Bug Report: WebSocket disconnect (code 1006) during Gateway startup due to event loop starvation
Summary
When the Gateway starts with a QQ Bot channel configured, the Control UI WebSocket
connection drops with code 1006 multiple times during the first 5 minutes.
Root cause: channels.qqbot.start-account and model-prewarm consume the
Node.js event loop for extended periods without yielding, starving WebSocket
keepalive pings. The built-in liveness detector confirms this.
Environment
- OpenClaw version: 2026.5.7
- Node.js: v24.15.0
- OS: Windows 10.0.26200 (x64)
- Channels configured: qqbot (enabled)
- Model: deepseek/deepseek-v4-pro (thinking=high)

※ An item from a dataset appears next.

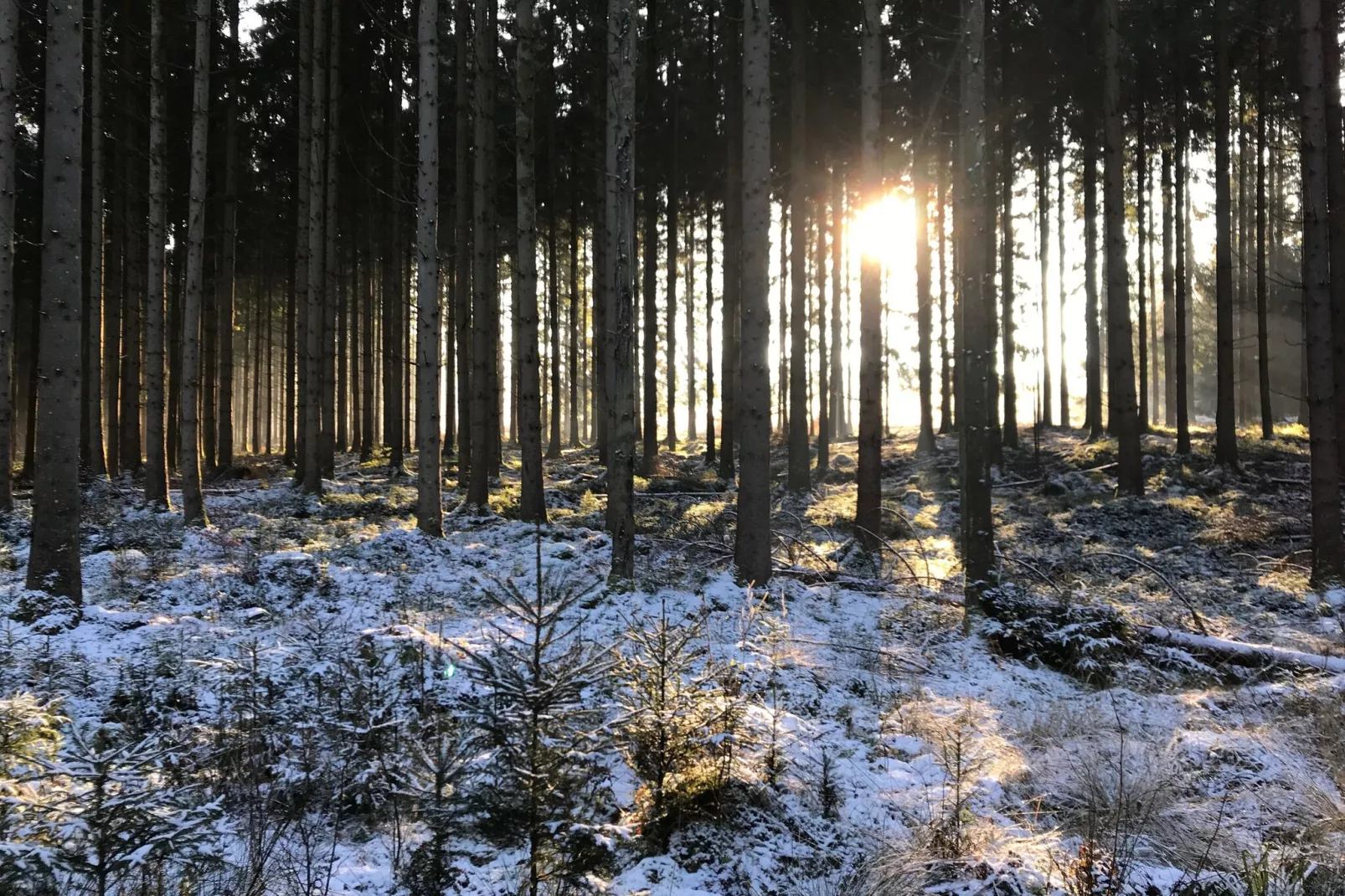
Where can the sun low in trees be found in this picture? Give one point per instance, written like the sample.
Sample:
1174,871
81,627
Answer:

- Plugins loaded (7): browser, device-pair, file-transfer, memory-core,
phone-control, qqbot, talk-voice
- Gateway bind: loopback-only (127.0.0.1:18789)
Timeline (key events, times in local UTC+8)
09:58:47 Gateway started (PID 14284)
09:58:52 HTTP server listening
09:58:54 ┌─ "gateway ready"
├─ QQ Bot: Starting gateway (appId=<APPID>)
├─ QQ Bot: Registering approval.native runtime context
├─ Browser control listening on :18791
└─ Heartbeat started (interval: 30min)
09:58:55 ┌─ Control UI connect attempt #1
│ REJECTED: code=1013 reason="gateway starting"
│ (cause=startup-sidecars-pending, durationMs=1215)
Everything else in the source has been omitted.